Funding stalls overpass

An eastbound Burlington Northern Santa Fe train crosses N.M. 467 as it enters the west end of the Clovis yard Thursday afternoon. (Staff photo: Eric Kluth)

By David Irvin: CNJ staff writer

County officials hope to have grant money by February to start a railroad overpass project west of Clovis.

So far, over $2.6 million dollars has been committed to the N.M. 467 overpass project, about 2 miles west of town toward Cannon Air Force Base. An additional $400,000 is needed to help fund the project’s design and construction.

When President Bush signed the $388 billion Omnibus appropriations bill on Wednesday, $1 million was allocated for the overpass project.

To complete the project budget, the county is now applying for $500,000 in Community Development Block Grant funds. If the money is awarded — the grant is due Jan. 15 — a $75,000 or $100,000 budget surplus will exist to hedge against the risk of project overruns, said Chase Gentry, director of the Clovis Industrial Development Corp.

County Commissioner Albin Smith said construction of the overpass could begin by mid-year 2005. Construction was part of the agreement between the city, county and Burlington Northern Santa Fe when the Wheaton Street railroad crossing was closed to facilitate the railroad expansion, he said.

“I think the funding (from the Omnibus bill) won’t be in place until next summer,” he said. “As soon as the money is available, construction will begin. It will take 14 to 18 months to complete.”

But some residents living south of the tracks are tired of waiting.
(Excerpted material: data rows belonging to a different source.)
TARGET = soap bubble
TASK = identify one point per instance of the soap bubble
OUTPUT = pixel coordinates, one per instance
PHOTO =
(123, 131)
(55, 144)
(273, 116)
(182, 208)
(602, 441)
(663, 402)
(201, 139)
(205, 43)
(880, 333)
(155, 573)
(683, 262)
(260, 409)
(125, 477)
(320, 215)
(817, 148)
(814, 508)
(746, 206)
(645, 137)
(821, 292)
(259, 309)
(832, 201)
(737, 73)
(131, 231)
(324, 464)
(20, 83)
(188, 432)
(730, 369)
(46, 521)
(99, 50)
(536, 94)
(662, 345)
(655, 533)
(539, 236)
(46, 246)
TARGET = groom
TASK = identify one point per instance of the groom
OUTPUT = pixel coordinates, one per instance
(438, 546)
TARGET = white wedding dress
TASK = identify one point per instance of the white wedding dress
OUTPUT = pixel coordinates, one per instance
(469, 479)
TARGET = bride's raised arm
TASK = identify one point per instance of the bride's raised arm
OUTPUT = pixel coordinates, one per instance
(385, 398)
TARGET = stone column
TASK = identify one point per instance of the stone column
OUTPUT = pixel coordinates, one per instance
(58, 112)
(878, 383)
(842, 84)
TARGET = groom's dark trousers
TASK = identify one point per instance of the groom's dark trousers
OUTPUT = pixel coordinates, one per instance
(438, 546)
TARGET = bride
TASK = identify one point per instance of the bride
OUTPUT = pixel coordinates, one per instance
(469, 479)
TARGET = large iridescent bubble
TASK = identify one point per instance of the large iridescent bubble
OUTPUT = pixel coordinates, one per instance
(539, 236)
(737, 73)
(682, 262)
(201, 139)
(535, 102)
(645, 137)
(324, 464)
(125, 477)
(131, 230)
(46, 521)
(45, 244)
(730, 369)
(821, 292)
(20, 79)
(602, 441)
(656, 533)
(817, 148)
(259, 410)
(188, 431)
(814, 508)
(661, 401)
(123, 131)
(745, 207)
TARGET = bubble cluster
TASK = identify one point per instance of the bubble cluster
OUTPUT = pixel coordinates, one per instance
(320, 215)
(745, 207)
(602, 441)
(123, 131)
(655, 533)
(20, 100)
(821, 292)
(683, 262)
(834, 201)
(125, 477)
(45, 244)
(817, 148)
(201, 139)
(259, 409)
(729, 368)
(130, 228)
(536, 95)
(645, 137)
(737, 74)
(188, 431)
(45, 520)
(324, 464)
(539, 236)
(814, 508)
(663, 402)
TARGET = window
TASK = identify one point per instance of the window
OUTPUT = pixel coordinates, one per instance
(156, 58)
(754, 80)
“When they said ‘okay you can close it (Wheaton Street),’ they had that closed in a week,” said local resident Clarence Ampey, who lives on N.M. 467 south of the tracks. “Shouldn’t the same consideration be given to the citizens that is given to the big business and the railroad?”

Ampey said his family hasn’t been hit with a medical emergency since the closing of Wheaton Street, but in the last year trains crossing the streets have stopped him numerous times, once for as long as 40 minutes. The additional wait time could be crucial in an emergency situation, he said.

“Politicians can tell you they will do something without having the intent of doing it on that exact time line,” he said. “If it is an urgent medical need, like a heart attack, two minutes makes a lot of difference.”

Smith said the county has fulfilled its promise to the people living south of town by bringing together the project funds, but the state will take over and manage the actual construction of the overpass.

He also said he has a personal interest in seeing the project completed.

“It’s quite appropriate for me, because I live on the south side of the tracks,” Smith said. “When I voted to close Wheaton Street, it blocked one of our accesses to Clovis.”
The state’s highway department originally estimated the full project cost at $3 million, Gentry said, a number he believes to be accurate.

Gentry said he is writing a letter to the highway department asking them to go ahead and begin the engineering phases of the project. He said this will help expedite the start of the construction phase once all the money is available.

This is common practice when a project looks to be nearly fully funded, he said.

“The state highway department called me and asked us to get that letter to him so they can move forward,” Gentry said.
Gentry is excited the project seems so close to being completely funded.

“We’ve done it in a really short amount of time considering what it usually takes to make a project like this happen,” he said. “We want to keep our word to the people on the south side of the tracks.”

Last year, a similar $500,000 grant for the overpass project was denied by the Community Development Council.

Paying for the project
Key funding sources for the N.M. 467 overpass project:
• $1 million allocated in the federal omnibus bill singed into law Wednesday.
• $1 million from the state highway department.
• $100,000 allocation of capital outlay funds.
• $300,000 from BNSF. The railroad committed to fund 10 percent of the project.
• $207,898 in training funds donated to the project by BNSF.